Harold S. Park's picture

Recently published in JMPS:

<http://dx.doi.org/10.1016/j.jmps.2012.07.009>

In the past 5 or so years, analytical studies of surface effects on the mechanical properties of nanostructures such as nanowires have been performed predominantly using one-dimensional models like the Young-Laplace model.   While many such analytical studies have been performed, what has been lacking until now is a systematic study of such analytical models as compared to benchmark atomistic studies for a range of nanomechanical boundary value problems. 

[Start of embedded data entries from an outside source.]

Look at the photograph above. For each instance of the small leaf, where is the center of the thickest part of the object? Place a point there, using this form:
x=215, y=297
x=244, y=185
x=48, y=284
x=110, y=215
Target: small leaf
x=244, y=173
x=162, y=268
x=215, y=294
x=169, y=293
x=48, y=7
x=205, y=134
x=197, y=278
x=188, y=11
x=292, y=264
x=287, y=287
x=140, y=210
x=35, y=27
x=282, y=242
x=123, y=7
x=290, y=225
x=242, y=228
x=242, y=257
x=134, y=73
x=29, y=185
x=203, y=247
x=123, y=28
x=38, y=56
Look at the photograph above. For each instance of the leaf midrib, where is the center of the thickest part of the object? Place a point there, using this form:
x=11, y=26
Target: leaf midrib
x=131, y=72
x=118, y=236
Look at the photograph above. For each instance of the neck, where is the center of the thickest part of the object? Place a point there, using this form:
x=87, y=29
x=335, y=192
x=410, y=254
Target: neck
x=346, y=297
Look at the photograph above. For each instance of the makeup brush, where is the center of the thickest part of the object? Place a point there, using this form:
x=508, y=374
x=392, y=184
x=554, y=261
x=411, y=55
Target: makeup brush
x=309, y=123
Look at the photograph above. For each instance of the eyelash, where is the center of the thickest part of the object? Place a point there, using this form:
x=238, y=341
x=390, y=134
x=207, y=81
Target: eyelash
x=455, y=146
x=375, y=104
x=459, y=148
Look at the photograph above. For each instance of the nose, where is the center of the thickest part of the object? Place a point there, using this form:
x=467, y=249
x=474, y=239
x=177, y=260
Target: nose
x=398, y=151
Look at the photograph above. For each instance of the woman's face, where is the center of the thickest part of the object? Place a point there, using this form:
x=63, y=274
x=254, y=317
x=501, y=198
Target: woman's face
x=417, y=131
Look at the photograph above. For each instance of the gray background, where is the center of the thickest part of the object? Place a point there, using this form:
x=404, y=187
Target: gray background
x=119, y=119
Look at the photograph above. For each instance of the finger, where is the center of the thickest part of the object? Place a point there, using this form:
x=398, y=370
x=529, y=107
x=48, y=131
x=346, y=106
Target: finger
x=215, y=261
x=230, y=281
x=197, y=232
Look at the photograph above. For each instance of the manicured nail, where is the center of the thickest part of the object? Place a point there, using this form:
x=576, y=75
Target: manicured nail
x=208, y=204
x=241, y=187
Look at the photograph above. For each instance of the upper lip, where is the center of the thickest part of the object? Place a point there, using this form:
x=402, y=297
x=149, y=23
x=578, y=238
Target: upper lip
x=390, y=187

This work performs such a study, and also develops a new theoretical model to calculate the flexural rigidity of nanowires from three-dimensional elasticity theory that incorporates the effects of surface stress and surface elasticity.  It is very similar to a seminal work by Dingreville et al <http://dx.doi.org/10.1016/j.jmps.2005.02.012>, but is different in that it incorporates, through the second moment, the heterogeneous nature of elasticity across the nanowire cross section due to the effects of free surfaces.  We use this approach to study the boundary value problems of surface-stress-induced axial relaxation, transverse vibrations and buckling.  The benchmark comparisons demonstrate the need for a three-dimensional continuum formulation while pointing out the errors introduced by taking a one-dimensional model.